Thursday, September 1, 2011

The Kosher Pig

Question of the Week:


I am so embarrassed I don't know what to say. I bought a tomato sauce in the supermarket last week that I thought was kosher. I always buy this brand, but this time it seems I chose a different flavour than usual. After cooking with it and feeding my family, I read the ingredients, and to my horror, the sauce wasn't kosher! When I say not kosher, I mean as not kosher as you can get. It contained..... ham! I will do whatever I need to make my kitchen kosher again, I know that can be fixed. But what devastates me is, what can I do about what I ate, and fed my family?

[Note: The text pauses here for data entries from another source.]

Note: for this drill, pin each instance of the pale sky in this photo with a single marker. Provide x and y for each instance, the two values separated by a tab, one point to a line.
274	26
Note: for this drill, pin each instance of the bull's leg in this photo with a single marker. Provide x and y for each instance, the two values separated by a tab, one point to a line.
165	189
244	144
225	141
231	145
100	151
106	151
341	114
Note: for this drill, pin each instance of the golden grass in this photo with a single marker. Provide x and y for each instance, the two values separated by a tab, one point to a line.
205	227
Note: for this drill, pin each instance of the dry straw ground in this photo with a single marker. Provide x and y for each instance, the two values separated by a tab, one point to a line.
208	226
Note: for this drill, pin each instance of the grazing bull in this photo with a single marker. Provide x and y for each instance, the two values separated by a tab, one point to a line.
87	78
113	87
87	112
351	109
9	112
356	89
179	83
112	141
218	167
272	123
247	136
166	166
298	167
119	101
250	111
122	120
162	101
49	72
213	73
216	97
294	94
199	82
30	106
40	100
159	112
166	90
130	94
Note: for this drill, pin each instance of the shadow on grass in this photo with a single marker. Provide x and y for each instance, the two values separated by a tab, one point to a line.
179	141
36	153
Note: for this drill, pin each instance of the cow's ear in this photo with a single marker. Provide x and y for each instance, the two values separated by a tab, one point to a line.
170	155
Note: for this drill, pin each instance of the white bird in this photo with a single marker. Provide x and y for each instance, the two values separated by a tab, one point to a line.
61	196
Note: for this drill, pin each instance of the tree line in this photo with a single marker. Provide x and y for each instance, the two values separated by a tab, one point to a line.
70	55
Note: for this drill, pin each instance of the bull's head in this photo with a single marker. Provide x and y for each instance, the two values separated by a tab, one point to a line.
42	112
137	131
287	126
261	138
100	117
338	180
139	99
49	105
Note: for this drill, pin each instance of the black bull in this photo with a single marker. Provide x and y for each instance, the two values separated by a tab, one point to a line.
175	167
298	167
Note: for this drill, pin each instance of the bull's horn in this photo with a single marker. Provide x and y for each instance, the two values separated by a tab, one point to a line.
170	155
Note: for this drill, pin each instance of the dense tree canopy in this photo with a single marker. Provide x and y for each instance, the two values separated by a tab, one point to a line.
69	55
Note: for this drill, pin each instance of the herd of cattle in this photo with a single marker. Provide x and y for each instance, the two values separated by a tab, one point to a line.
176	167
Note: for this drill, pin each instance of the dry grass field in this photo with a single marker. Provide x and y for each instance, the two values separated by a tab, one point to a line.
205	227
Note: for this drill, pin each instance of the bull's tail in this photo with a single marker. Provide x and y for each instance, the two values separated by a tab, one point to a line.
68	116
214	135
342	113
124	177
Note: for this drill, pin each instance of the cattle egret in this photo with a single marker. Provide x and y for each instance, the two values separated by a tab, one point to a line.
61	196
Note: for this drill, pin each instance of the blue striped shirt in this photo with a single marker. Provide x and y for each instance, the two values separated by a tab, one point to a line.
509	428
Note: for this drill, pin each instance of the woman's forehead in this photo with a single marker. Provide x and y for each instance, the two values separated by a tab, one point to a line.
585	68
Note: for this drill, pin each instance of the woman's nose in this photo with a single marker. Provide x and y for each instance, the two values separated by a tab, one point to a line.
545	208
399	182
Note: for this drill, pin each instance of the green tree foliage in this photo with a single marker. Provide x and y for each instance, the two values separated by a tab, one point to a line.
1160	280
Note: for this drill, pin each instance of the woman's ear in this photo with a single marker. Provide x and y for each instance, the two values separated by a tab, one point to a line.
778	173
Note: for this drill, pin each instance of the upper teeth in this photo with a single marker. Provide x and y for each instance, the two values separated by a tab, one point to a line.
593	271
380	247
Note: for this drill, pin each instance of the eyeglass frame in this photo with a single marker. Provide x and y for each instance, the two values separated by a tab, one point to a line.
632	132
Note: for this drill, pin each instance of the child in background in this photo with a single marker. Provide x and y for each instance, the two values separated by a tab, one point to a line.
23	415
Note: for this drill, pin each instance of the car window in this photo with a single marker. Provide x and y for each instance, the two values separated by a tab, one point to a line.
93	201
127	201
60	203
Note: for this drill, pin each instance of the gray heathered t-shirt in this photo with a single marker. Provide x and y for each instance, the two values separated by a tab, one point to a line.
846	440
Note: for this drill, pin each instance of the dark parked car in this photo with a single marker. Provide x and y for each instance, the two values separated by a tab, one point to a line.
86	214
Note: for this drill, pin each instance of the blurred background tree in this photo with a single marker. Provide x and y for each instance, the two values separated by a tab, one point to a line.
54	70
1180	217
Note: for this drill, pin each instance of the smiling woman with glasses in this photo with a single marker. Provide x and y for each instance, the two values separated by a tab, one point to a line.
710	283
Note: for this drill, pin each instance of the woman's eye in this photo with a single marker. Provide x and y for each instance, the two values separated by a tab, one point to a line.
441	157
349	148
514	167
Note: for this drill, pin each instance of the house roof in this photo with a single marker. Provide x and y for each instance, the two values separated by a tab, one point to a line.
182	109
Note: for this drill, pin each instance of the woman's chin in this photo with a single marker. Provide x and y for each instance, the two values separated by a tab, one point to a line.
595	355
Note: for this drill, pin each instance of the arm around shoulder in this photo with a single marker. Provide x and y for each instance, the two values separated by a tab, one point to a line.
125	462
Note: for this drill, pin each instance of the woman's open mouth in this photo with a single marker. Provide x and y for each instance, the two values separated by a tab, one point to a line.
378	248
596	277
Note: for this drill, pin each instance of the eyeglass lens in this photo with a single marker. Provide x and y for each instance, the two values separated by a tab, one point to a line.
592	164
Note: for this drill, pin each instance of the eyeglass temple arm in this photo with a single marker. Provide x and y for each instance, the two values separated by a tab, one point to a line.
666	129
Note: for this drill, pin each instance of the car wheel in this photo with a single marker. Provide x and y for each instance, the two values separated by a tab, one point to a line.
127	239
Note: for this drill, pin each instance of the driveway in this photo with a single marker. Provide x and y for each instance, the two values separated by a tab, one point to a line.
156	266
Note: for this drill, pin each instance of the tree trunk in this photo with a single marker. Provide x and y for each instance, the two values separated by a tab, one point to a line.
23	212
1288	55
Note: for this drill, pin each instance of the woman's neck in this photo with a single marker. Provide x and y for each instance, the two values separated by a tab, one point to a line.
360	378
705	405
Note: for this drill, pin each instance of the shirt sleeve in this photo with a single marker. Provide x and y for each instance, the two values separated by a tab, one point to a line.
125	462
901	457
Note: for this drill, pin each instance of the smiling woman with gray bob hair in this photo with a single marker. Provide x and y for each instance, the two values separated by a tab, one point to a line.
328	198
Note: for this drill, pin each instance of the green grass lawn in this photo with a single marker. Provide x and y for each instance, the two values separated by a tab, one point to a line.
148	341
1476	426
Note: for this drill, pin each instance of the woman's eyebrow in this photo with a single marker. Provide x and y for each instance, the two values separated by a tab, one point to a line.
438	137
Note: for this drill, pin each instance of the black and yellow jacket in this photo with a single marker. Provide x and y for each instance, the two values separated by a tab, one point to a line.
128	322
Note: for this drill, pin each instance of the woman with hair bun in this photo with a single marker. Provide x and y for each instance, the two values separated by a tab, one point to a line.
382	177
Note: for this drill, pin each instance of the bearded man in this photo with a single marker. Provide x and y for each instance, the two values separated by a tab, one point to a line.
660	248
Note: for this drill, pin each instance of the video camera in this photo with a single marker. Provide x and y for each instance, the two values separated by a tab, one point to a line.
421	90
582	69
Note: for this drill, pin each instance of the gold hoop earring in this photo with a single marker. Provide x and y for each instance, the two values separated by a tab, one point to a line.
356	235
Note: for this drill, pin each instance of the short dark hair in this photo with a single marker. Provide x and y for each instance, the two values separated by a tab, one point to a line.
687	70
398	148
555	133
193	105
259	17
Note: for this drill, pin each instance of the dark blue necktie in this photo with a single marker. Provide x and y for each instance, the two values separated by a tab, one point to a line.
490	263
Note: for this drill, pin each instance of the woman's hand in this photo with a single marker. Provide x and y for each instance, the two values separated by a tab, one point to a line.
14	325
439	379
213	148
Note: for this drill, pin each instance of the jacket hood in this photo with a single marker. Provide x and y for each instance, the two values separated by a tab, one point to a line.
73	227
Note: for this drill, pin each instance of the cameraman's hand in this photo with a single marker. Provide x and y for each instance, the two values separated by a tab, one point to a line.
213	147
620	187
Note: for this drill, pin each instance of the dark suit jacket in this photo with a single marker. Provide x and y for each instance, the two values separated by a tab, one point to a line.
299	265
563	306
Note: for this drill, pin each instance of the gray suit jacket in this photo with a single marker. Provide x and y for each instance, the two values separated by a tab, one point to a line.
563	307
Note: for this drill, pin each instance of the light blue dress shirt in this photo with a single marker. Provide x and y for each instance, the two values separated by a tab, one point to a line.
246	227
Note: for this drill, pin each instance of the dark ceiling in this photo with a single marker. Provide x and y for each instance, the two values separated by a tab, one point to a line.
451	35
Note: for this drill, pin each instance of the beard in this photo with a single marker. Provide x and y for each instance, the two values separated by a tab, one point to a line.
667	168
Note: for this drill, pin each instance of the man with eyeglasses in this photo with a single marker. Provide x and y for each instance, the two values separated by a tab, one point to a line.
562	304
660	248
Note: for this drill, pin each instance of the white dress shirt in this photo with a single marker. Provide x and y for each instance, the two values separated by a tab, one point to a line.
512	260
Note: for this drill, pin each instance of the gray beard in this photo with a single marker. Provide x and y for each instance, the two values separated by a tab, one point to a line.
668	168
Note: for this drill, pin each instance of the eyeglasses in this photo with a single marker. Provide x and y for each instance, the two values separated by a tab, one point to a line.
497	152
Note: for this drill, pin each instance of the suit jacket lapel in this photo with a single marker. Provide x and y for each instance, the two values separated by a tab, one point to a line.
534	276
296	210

You have a rare opportunity before you, one that even the holiest people never have. You can now make pig kosher. Here's how.


Every food has its nutritional value. Certain foods provide us with spiritual nutrition, and by eating them we become more sensitised to our souls. This is kosher eating. The Torah allows us to eat these foods, not because they are healthy for our body but rather they are healthy for our soul. On the other hand, non-kosher foods are the opposite, they block the connection between body and soul, deaden our perception of holiness and desensitise us from the world of spirit.


But there is an exception. There is a way that non-kosher food can elevate you. When the eating of non-kosher food itself stirs you toward spiritual growth, when you regret  what you have done, resolve not to do it again, and commit to being more careful, what was a fall in spiritual observance becomes a step up to a higher spiritual plain.


This creates an amazing turn around. The pig you ate actually made you more spiritual. The sin had the same impact usually reserved for a mitzvah, it made you closer to G-d.


This is the law of transformation. A dispute, when resolved, makes friends closer. An argument, when handled correctly, makes a marriage deeper. A mistake, when seen as a learning tool, makes you smarter. And a piece of ham, when you regret eating it, makes you more kosher.


You should never deliberately start an argument, and you should never choose to eat non-kosher either. But if it already happened, don't feel down. Turn it around, and make the pig kosher.